Keywords: ceric ammonium nitrate, mixed fuel process, nanocrystalline, cerium, ceria solid solutions, thermal analysis, sintering, dense ceramics, oxide nanoparticles, nanostructures, sintered ceramics, citric acid, glycine, microstructure, nanopowders, nanotechnology
Towards achieving nano-structured sintered ceramics with high stability for SOFC applications: Ce1−xMxO2−δ, M = Gd, Sm: interesting examples
Through selected examples, we have demonstrated the importance of using nanoparticles of oxides to obtain nanostructured sintered ceramics at low sintering temperatures. For this purpose, we have prepared two series of single doped ceria solid solutions of the general formulae Ce1−xMxO2−δ, where M = Gd and Sm and x = 0.05-0.2 using a modified combustion process, namely a mixed fuel process with a mixture of fuels, such as citric acid and glycine. Independent of the nature of the metal ions all the compositions formed doped Ce1−xMxO2−δ ceria in-situ with improved powder properties such as finer particle size and high surface area. Highly reactive powders that could achieve resultant sintered density of ≥98% of the theoretical density were achieved by this synthetic approach.

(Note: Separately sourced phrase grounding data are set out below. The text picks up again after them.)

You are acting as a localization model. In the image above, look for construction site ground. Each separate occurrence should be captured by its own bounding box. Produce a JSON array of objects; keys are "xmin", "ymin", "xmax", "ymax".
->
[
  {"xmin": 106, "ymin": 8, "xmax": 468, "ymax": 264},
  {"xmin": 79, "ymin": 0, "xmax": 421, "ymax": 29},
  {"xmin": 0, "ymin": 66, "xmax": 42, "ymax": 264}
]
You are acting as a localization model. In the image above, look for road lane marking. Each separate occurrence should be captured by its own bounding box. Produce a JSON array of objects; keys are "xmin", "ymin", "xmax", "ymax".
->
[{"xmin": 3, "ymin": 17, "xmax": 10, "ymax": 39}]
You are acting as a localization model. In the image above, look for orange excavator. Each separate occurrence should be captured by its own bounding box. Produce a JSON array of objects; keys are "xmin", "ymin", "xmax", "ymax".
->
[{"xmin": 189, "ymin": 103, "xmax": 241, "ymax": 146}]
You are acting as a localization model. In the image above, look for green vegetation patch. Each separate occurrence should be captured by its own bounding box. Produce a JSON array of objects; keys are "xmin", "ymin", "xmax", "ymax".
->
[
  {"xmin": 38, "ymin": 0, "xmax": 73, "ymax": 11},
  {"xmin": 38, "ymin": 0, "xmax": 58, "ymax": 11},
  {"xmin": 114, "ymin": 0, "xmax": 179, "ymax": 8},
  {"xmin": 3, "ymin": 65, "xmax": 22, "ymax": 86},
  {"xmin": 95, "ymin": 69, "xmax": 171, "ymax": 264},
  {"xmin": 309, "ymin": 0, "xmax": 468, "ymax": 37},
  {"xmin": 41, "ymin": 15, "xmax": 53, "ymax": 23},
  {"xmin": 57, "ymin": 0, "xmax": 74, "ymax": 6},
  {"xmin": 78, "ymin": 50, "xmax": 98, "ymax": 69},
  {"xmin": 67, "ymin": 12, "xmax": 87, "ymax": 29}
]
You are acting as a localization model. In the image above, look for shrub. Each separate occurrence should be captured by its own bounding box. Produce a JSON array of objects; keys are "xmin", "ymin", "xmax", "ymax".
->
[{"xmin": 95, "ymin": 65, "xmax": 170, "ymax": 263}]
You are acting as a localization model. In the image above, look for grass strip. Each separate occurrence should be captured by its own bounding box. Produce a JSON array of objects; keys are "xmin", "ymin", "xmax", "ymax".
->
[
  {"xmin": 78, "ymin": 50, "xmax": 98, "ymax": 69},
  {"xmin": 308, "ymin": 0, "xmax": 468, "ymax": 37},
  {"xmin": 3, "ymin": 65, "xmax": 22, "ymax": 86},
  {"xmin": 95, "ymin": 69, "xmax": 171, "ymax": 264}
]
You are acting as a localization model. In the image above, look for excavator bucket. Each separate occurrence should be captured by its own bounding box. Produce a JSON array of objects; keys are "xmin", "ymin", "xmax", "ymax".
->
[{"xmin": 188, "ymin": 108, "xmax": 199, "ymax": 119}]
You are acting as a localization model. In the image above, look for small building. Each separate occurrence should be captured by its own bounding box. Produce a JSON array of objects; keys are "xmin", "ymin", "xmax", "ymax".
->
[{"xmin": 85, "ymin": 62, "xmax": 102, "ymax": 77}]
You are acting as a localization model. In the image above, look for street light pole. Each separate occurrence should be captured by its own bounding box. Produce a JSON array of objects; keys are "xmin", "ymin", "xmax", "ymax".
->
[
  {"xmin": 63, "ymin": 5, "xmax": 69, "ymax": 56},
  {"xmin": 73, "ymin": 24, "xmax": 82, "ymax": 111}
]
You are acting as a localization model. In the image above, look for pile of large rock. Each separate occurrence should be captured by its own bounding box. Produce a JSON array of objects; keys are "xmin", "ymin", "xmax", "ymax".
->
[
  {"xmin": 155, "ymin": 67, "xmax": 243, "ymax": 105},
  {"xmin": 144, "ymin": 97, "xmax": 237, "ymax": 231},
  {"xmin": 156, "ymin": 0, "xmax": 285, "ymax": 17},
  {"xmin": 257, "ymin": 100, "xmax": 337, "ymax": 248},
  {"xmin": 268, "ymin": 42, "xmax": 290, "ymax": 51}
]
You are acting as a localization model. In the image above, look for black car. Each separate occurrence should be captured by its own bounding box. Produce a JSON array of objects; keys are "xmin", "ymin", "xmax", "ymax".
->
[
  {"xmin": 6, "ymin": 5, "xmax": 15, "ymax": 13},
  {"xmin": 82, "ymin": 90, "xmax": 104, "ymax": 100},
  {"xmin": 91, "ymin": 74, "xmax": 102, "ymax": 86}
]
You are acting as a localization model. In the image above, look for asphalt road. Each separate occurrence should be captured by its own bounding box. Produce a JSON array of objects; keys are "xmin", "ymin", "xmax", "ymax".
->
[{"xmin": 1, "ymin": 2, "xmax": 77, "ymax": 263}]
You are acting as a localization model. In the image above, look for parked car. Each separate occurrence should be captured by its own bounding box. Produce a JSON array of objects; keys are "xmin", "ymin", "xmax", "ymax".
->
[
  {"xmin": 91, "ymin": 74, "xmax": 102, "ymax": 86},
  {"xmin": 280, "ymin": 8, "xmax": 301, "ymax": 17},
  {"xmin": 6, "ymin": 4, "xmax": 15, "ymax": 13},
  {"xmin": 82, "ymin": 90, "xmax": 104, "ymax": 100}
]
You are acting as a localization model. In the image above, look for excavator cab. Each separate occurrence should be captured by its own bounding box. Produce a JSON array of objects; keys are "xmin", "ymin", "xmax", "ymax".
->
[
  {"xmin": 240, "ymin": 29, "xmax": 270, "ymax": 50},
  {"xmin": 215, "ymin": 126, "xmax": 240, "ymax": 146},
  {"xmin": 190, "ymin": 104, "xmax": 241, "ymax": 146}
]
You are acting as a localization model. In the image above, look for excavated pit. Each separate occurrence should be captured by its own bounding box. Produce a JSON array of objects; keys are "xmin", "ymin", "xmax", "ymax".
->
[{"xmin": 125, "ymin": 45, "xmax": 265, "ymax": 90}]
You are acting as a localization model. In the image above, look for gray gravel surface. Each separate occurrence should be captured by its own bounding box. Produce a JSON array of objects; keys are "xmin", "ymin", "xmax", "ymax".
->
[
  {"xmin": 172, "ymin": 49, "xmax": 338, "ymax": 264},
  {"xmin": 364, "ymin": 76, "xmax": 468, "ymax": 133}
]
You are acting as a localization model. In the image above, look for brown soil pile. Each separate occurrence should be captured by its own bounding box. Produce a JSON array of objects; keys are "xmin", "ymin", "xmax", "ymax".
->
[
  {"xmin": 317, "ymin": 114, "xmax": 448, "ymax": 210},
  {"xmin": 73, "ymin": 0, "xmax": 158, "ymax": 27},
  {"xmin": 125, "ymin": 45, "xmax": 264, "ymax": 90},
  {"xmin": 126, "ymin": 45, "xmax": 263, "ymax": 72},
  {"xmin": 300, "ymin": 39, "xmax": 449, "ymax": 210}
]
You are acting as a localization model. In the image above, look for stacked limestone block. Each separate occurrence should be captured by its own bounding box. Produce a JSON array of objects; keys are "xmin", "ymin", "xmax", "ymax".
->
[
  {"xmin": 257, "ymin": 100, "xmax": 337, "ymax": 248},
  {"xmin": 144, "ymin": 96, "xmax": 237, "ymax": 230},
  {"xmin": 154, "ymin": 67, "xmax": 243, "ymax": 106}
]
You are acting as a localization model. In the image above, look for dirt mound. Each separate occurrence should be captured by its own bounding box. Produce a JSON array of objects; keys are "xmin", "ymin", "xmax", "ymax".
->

Moreover, the sintered Ce1−xMxO2−δ powders exhibited enhanced densification and controlled grain growth and exhibited nano-sized grains in the sintered microstructures. A correlation could be established between the agglomerate size of the powders and the ultimate grain size of the sintered powder compacts. In addition, these powders have the potential of exhibiting substantial stability against reduction by retaining relatively high density over a wide range of temperatures. The cited examples clearly demonstrate an incremental increase in property, viz., enhanced sinterability of the particles due to nanosize effect.